I have a .NET Web API that I use to interact with the Azure DevOps API for creating and updating Work Items on Azure DevOps Boards of various organizations and DevOps projects. Currently, I’m using a Personal Access Token (PAT) from my own account for authentication, but I want to eliminate the use of this PAT for obvious reasons.

I have registered an Application in Azure and given it the vso.work_full permissions. I have also added an Authentication Service to my application.
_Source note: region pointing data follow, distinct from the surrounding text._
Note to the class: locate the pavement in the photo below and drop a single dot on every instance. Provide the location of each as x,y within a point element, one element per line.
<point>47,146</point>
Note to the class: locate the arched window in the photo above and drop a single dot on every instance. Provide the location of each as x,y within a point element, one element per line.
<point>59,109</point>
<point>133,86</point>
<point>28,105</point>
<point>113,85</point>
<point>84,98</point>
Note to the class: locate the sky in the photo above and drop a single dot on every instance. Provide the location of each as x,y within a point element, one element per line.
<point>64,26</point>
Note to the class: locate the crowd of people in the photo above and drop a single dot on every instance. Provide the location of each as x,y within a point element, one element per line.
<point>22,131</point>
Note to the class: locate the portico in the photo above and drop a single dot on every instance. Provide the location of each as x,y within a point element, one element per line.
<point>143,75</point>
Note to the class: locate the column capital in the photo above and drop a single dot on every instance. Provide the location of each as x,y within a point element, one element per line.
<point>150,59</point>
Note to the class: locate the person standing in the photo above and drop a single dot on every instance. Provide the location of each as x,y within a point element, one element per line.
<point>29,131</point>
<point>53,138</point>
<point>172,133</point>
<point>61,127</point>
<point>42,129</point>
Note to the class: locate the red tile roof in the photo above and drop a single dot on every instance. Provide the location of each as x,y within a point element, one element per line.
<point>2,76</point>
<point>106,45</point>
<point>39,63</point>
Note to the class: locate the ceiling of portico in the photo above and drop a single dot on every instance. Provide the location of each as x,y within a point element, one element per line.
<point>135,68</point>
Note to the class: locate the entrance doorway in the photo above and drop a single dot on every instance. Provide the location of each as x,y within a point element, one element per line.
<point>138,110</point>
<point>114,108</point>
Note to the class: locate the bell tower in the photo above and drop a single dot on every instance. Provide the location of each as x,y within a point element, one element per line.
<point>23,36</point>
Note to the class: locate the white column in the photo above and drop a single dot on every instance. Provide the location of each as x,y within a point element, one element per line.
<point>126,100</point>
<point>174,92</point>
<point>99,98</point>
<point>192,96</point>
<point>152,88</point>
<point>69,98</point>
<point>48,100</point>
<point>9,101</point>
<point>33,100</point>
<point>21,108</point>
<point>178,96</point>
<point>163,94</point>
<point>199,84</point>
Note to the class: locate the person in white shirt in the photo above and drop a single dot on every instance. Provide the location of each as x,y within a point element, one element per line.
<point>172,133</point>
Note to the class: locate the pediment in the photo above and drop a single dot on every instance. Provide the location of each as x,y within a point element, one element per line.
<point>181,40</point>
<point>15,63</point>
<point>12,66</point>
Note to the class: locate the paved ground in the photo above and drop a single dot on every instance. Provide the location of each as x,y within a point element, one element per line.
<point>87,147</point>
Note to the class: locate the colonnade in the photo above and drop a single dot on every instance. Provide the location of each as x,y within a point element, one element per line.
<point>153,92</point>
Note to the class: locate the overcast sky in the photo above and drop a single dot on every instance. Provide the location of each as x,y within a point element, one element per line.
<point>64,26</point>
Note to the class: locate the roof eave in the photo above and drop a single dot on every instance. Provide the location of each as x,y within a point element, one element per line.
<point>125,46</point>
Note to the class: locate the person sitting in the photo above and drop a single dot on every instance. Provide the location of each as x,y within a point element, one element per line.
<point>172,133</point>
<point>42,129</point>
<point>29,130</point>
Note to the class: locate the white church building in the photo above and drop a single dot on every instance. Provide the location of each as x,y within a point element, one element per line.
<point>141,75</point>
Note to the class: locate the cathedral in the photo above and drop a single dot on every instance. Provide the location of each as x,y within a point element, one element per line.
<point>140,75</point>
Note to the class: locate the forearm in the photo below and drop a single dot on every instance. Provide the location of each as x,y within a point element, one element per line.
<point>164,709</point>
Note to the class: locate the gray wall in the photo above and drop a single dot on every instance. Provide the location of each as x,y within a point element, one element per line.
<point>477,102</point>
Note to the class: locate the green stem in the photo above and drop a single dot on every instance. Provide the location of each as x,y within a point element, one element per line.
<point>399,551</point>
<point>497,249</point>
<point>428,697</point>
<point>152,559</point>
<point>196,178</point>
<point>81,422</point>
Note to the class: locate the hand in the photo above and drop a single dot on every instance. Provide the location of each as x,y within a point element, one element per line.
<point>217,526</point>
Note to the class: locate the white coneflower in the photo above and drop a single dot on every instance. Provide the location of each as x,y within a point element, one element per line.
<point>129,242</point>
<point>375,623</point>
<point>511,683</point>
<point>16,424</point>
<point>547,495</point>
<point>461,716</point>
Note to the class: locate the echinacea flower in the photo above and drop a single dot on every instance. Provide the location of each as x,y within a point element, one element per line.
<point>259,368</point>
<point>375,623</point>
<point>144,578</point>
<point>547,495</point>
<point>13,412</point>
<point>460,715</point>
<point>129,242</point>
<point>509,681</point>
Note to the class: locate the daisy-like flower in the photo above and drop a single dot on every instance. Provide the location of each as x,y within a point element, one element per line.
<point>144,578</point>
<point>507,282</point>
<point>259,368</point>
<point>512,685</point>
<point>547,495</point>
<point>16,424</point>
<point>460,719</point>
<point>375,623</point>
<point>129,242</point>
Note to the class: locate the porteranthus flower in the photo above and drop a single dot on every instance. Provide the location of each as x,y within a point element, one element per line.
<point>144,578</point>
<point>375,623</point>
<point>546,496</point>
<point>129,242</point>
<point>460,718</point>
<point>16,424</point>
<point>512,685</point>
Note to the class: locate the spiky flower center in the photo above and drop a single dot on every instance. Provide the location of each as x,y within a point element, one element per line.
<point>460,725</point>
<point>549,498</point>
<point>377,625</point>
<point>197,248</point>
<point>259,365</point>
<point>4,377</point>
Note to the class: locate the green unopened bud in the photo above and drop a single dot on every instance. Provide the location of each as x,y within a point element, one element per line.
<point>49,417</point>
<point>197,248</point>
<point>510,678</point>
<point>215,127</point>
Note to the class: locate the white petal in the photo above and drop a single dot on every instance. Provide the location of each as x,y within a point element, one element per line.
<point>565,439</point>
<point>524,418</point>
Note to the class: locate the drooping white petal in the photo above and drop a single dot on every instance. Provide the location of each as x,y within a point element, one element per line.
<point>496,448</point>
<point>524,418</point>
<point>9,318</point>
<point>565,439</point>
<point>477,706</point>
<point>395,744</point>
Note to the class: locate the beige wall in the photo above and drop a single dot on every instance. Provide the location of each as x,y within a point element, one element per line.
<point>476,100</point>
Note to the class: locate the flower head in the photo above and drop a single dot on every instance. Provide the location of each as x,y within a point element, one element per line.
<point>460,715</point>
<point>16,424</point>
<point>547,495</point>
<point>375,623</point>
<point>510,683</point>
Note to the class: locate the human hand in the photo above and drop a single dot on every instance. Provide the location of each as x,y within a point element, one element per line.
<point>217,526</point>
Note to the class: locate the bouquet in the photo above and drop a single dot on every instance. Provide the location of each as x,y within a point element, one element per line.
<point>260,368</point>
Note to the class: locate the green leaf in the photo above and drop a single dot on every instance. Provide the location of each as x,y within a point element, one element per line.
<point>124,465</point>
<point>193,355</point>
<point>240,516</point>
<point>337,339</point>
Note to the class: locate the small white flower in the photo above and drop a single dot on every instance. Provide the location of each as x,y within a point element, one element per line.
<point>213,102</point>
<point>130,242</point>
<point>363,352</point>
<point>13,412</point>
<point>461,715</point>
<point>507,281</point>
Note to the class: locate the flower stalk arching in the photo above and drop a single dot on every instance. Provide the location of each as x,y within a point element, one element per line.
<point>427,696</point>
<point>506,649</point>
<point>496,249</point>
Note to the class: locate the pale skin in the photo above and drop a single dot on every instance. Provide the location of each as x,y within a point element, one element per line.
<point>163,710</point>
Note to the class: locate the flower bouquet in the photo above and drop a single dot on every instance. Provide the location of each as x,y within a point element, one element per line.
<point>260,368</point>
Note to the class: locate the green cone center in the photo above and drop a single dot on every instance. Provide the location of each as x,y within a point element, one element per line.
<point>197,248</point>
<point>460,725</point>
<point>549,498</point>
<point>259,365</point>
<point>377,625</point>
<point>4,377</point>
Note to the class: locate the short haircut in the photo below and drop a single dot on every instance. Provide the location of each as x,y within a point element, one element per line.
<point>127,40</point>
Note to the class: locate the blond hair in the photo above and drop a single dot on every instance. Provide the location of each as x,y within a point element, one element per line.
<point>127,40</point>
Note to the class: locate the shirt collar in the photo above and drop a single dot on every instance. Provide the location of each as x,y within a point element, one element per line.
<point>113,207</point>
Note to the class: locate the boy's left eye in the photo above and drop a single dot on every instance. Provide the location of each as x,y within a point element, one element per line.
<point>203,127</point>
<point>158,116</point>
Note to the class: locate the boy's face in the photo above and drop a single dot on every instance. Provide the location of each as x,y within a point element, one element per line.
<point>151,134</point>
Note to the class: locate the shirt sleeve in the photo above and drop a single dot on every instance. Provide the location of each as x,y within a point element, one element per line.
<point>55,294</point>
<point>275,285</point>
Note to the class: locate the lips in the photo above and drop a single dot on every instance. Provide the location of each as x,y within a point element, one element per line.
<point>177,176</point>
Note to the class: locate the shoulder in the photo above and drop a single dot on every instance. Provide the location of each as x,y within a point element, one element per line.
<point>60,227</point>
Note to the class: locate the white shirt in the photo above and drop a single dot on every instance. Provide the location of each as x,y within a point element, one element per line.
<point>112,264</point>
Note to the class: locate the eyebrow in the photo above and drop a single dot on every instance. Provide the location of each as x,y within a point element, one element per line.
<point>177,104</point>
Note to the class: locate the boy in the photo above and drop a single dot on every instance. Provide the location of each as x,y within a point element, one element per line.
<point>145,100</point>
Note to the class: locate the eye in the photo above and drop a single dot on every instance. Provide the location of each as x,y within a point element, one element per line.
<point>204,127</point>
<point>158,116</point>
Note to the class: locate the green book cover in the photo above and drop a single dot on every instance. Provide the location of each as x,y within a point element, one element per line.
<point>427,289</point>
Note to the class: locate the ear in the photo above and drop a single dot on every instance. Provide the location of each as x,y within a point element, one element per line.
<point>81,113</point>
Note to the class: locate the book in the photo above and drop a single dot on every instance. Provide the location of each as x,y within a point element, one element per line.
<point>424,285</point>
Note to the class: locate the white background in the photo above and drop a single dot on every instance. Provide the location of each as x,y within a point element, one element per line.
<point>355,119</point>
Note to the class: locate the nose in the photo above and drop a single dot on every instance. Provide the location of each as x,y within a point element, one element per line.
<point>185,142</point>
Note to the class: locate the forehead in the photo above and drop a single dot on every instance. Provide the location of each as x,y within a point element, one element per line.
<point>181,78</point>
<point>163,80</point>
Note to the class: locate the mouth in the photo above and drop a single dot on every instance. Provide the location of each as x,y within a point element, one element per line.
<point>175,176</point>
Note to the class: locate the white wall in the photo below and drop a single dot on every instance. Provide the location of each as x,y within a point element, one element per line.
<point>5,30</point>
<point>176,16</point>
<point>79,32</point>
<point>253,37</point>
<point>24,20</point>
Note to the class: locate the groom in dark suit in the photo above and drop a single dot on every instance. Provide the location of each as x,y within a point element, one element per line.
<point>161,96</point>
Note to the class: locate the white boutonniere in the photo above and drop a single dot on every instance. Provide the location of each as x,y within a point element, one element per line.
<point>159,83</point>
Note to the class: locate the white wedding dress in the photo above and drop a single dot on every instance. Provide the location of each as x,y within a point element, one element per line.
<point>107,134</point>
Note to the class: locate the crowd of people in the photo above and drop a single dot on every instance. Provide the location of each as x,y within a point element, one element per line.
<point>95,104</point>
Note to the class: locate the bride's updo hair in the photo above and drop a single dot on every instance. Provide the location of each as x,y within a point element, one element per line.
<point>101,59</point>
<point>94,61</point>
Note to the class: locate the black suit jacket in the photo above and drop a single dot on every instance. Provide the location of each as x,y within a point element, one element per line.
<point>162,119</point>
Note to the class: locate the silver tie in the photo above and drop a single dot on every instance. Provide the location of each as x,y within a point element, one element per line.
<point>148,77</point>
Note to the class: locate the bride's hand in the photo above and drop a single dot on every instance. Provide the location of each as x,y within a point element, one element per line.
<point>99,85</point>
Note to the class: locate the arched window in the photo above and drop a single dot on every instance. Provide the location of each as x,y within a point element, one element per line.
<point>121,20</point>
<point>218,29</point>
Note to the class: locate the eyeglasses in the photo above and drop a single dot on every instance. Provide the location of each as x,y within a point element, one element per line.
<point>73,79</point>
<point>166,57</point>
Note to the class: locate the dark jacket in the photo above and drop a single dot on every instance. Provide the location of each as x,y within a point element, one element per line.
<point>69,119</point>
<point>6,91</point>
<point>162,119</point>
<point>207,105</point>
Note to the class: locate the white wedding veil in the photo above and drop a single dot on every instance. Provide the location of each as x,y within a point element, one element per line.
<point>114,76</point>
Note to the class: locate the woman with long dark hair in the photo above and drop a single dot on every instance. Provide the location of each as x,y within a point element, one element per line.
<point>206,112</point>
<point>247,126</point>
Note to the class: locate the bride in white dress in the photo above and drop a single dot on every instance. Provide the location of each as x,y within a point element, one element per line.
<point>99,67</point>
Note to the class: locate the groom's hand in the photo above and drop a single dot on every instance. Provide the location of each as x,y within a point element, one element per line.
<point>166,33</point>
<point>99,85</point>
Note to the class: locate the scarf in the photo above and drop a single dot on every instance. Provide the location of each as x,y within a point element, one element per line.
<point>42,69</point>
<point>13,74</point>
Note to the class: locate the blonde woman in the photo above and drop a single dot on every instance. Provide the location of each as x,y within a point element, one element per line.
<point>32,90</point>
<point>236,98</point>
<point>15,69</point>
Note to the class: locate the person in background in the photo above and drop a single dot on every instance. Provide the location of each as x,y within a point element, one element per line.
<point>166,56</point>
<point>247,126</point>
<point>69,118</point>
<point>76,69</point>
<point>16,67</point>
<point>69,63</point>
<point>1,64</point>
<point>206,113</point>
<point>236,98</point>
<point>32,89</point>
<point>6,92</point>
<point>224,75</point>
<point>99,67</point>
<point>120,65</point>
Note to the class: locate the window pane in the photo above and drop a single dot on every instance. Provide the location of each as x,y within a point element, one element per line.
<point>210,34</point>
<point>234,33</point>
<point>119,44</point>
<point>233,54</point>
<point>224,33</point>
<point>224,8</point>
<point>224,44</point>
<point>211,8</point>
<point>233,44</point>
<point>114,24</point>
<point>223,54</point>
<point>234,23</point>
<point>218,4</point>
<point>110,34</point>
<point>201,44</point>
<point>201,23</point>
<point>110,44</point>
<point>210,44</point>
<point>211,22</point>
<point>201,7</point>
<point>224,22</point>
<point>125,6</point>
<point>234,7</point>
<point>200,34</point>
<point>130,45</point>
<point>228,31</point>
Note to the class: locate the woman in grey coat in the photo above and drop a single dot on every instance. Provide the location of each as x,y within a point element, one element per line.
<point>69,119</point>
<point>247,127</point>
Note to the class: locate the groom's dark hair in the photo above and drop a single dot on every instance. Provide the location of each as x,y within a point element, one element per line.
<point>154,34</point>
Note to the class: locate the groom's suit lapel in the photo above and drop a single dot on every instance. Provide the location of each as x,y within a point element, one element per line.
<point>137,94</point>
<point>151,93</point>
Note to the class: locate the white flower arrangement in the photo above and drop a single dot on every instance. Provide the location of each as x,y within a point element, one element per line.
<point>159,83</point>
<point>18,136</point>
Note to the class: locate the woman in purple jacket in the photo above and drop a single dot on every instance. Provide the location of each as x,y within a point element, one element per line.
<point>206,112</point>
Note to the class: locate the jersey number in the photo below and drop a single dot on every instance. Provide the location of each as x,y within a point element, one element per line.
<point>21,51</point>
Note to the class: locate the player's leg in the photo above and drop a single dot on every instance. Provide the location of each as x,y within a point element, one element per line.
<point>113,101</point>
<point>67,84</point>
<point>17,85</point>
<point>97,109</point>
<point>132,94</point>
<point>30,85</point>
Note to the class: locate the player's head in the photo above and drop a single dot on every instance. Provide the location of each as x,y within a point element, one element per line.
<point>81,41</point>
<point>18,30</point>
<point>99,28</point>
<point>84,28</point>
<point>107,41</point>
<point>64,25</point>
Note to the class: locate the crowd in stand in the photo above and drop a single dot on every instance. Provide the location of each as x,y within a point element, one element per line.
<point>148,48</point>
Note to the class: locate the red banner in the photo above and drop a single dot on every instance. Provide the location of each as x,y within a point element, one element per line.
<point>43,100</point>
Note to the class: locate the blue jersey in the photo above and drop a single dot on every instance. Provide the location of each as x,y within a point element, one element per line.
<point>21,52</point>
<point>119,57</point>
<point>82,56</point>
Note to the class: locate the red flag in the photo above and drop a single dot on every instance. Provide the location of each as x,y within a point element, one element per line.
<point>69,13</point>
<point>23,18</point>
public class AzureDevOpsAuthService
{
    private readonly IConfidentialClientApplication _clientApp;

    public AzureDevOpsAuthService(string clientId, string clientSecret, string tenantId)
    {
        _clientApp = ConfidentialClientApplicationBuilder.Create(clientId)
            .WithClientSecret(clientSecret)
            .WithAuthority(new Uri($"https://login.microsoftonline.com/{tenantId}"))
            .Build();
    }

    public async Task<string> GetAccessTokenAsync()
    {
        var result = await _clientApp.AcquireTokenForClient(new[] { "499b84ac-1321-427f-aa17-267ca6975798/.default" }).ExecuteAsync();
        return result.AccessToken;
    }
}

This failed to work, giving me the following error:

Microsoft.VisualStudio.Services.Common.VssServiceException: TF401444: Please sign-in at least once as {CENSORED TENANT ID} in a web browser to enable access to the service.
at Microsoft.VisualStudio.Services.WebApi.VssHttpClientBase.HandleResponseAsync(HttpResponseMessage response, CancellationToken cancellationToken)
at Microsoft.VisualStudio.Services.WebApi.VssHttpClientBase.SendAsync(HttpRequestMessage message, HttpCompletionOption completionOption, Object userState, CancellationToken cancellationToken)
at Microsoft.VisualStudio.Services.WebApi.VssHttpClientBase.SendAsync[T](HttpRequestMessage message, Object userState, CancellationToken cancellationToken)
at Microsoft.VisualStudio.Services.Location.Client.LocationHttpClient.GetConnectionDataAsync(ConnectOptions connectOptions, Int64 lastChangeId, CancellationToken cancellationToken, Object userState)

I’m not sure what the problem is. It seems I should add the Application as a User in the organizations?

Questions:

• Is using an Azure App with multi-tenants the best way, or is there a better method?
• How can I add the application as a user to different Azure Tenants, so that I can access their Azure DevOps Boards to create and update Work Items?